There is no more powerful force in George Eliot’s fiction than marriage. It wrecks her characters’ health, forces them to give up their professional ambitions, and reveals them for who they really are. A “liberal allowance of conclusions,” Eliot writes at the beginning of Middlemarch, “has facilitated marriage under the difficulties of civilization. Has any one ever pinched into its pilulous smallness the cobweb of pre-matrimonial acquaintanceship?”
This skepticism about marriage seems at first to be borne out by the best-known detail of Eliot’s personal life: She lived for nearly twenty-five years out of wedlock with the writer George Henry Lewes, who remained for all that time married to another woman. By Eliot’s own account, theirs was a blissful union. As Brenda Maddox writes in her compact, entertaining George Eliot in Love, the pair were “intellectual soul mates.”
Nevertheless, marriage, much more than love, emerges in Maddox’s book as the defining theme of Eliot’s life. Despite its title, the book is not an impressionistic tour of a writer’s sexual persona (like Edna O’Brien’s 2009 Byron in Love), but a streamlined, chronological biography that leaves much of the work of interpretation to the reader. The approach has its pitfalls: Some omissions, particularly close readings of Eliot’s own writing, are glaring. But Maddox gives a strong impression of the facts of Eliot’s life and conveys that by the time she went to live with Lewes, effectively exiling herself from respectable society, Eliot had long felt herself an exile, and that the institution of marriage was partly to blame.
Mary Anne Evans was born in Warwickshire in 1819, the second daughter of middle-class parents, which is another way of saying that marriage was expected of her.

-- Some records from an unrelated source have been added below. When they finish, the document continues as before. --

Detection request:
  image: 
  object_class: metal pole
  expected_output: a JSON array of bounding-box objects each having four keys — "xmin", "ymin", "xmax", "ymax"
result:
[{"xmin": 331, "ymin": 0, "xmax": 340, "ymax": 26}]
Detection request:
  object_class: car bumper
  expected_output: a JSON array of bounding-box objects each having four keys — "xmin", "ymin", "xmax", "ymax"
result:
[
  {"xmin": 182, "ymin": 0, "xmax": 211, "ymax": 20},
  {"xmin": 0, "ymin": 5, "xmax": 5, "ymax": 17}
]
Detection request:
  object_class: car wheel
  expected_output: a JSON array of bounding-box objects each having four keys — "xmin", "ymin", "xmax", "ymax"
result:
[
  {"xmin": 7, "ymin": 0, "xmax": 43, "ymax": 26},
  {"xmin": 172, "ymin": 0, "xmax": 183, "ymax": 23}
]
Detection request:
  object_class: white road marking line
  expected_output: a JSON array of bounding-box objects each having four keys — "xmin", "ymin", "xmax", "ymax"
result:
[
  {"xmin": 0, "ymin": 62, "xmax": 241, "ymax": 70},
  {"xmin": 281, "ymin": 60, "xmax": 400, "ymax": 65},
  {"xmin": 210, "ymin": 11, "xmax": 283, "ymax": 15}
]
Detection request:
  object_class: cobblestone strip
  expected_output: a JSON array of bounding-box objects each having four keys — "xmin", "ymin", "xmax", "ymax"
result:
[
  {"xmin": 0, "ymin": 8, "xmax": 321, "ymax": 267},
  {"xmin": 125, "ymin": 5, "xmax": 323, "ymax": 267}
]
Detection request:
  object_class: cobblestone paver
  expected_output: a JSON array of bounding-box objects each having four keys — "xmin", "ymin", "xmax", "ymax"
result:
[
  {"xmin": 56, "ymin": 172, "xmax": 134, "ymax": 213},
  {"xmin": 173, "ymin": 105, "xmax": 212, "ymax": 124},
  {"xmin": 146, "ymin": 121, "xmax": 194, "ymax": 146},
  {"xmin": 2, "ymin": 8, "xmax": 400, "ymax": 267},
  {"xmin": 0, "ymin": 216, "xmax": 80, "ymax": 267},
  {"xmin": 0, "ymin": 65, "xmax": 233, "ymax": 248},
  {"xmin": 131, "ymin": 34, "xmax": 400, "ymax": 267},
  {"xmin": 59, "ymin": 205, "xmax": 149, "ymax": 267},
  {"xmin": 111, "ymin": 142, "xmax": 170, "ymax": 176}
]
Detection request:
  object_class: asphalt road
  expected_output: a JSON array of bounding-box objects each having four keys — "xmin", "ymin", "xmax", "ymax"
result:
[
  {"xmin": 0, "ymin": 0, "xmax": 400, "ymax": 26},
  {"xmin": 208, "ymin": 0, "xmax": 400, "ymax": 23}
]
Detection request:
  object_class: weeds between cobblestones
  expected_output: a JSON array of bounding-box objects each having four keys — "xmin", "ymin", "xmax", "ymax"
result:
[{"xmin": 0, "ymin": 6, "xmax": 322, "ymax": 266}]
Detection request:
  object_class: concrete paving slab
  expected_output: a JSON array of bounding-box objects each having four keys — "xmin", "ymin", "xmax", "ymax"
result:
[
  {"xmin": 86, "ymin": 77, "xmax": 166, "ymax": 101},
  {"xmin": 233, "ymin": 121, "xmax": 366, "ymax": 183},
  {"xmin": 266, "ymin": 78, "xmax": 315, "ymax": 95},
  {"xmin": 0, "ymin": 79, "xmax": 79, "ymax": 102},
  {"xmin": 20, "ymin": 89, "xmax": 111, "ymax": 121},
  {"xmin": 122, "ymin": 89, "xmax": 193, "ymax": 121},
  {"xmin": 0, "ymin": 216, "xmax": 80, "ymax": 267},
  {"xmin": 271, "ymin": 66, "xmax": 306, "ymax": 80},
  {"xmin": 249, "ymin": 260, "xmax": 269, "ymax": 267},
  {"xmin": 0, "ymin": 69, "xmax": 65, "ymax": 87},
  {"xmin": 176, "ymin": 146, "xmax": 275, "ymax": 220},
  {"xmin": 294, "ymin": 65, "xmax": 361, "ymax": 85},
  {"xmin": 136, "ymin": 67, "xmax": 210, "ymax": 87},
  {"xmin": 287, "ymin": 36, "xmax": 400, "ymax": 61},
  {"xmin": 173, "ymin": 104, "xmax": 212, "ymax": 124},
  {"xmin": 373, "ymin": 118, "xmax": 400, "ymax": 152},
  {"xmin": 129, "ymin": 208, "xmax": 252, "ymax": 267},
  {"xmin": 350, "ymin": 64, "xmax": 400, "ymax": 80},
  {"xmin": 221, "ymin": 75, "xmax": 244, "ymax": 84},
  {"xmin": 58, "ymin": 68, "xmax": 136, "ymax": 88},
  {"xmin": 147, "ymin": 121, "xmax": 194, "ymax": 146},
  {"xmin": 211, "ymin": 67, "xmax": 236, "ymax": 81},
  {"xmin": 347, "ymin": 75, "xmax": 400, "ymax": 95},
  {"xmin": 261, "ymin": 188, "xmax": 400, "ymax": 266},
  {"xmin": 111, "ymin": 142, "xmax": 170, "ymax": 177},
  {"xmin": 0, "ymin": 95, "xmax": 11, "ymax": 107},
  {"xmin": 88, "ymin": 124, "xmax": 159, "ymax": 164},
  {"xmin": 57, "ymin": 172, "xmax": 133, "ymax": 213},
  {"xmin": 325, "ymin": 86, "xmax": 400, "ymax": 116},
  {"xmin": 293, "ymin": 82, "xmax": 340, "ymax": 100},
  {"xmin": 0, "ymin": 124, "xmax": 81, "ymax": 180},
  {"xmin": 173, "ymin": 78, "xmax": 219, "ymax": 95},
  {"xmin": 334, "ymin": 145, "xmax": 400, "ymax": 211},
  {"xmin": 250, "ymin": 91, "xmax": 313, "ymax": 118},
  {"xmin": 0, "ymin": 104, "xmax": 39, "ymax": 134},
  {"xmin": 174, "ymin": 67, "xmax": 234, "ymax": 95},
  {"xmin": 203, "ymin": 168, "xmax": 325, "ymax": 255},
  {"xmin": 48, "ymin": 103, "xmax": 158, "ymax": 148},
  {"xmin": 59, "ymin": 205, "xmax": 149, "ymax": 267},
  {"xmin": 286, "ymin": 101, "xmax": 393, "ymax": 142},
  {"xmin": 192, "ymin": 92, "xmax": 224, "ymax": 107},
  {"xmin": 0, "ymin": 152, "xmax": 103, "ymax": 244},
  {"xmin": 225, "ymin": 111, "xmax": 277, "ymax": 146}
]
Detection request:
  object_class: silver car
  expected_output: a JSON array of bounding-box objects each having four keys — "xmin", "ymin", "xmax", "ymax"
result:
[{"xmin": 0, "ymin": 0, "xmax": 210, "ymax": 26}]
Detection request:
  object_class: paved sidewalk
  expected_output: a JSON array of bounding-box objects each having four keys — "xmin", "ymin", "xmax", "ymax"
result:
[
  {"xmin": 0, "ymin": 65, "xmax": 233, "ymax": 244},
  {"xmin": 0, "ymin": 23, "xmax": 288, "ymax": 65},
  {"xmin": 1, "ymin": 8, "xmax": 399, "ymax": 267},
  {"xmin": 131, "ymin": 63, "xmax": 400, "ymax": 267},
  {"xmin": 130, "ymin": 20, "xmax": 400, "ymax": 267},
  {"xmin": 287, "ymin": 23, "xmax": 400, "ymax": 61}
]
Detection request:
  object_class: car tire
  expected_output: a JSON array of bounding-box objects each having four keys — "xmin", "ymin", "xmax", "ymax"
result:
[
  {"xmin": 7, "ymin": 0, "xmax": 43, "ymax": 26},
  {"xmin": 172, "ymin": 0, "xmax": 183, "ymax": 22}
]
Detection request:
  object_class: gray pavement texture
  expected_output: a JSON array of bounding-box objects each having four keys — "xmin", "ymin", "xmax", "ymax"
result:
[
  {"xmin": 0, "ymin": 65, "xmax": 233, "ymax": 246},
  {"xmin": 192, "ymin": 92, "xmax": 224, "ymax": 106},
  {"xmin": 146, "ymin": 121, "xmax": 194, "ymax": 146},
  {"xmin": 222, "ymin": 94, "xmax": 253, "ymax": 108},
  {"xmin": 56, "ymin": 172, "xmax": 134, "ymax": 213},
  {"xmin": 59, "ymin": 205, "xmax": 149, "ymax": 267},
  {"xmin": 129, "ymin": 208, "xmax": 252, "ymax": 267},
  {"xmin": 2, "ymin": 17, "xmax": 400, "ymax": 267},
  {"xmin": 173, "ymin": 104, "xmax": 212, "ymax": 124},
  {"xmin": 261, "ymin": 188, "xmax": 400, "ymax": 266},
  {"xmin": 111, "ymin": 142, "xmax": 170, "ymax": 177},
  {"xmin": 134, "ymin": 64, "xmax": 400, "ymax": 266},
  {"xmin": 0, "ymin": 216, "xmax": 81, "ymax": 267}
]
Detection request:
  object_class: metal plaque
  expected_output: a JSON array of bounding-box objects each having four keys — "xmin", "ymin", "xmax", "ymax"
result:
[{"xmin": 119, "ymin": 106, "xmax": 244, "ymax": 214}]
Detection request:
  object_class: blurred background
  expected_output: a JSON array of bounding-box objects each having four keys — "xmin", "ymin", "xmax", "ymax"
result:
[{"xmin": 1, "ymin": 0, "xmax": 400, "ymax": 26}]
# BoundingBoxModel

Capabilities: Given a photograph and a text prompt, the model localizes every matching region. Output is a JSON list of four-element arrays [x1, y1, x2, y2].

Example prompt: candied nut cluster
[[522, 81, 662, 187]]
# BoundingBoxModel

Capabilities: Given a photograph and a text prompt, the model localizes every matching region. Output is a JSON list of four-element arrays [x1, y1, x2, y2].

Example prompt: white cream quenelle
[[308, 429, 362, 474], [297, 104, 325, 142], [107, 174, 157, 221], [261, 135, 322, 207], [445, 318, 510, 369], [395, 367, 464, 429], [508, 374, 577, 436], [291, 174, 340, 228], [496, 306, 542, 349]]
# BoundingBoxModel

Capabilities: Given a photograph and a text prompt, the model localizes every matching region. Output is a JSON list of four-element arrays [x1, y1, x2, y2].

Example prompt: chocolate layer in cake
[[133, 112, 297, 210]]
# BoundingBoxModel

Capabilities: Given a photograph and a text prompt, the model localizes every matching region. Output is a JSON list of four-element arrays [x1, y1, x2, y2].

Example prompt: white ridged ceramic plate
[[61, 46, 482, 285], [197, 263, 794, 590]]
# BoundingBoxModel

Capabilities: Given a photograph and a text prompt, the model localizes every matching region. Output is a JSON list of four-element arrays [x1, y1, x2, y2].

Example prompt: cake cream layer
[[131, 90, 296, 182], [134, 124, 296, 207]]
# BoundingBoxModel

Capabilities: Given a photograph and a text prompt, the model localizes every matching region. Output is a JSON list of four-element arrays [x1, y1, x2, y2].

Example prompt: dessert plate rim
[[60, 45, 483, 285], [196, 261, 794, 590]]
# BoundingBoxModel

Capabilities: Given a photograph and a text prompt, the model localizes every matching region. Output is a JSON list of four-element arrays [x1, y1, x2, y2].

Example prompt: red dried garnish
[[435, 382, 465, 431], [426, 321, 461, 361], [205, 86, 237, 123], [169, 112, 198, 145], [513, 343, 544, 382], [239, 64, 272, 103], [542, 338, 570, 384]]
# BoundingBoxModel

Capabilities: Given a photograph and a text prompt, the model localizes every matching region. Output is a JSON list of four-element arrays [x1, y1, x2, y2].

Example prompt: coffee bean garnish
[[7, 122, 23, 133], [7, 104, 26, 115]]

But there was an impediment: her “vast ugliness” (as Henry James famously put it). By the age of twenty, Eliot was convinced that “the bliss of reciprocated affection” would never be hers. By twenty-one, she had fallen in with a group of freethinkers who held that marriage should be open, had lost her faith, and had entered into her first close relationship with a married man. There were to be several such relationships throughout her twenties, with men who were intoxicated enough with her daunting intellect to overlook her lack of physical beauty.
She was thirty-four when she moved in with Lewes, who persuaded her to try her hand at fiction, helped her with her plotting, and shepherded her through crises of confidence. It may be easy, given the success of the relationship, to think of Eliot as ahead of her time. But Maddox warns against such anachronistic reading: “Imaginative effort is needed to appreciate the suffering caused . . . by the impossibility of marrying the man with whom she shared her life.” Eliot, Maddox argues, was essentially conservative and, proud as she was of her relationship with Lewes, very much desired the legitimacy a legal marriage would confer: She called herself Mrs. Lewes, and she allowed others to believe that she was. When pressured to announce herself as the author behind George Eliot’s works, she hesitated, Maddox suggests, because she was “embarrassed by her irregular social status.”
This embarrassment never entirely went away, and after Lewes’s death Eliot married a much younger man, John Cross. The marriage seems to have been one of mutual affection, not sexual or financial in nature. It did not give Eliot much, but it gave her legitimacy, if only briefly: She died seven months after becoming a wife for the first time, at the age of sixty-one. And so she ended her life not as a fictional Mr. Eliot or as a fictional Mrs. Lewes, but as the real Mrs. Cross.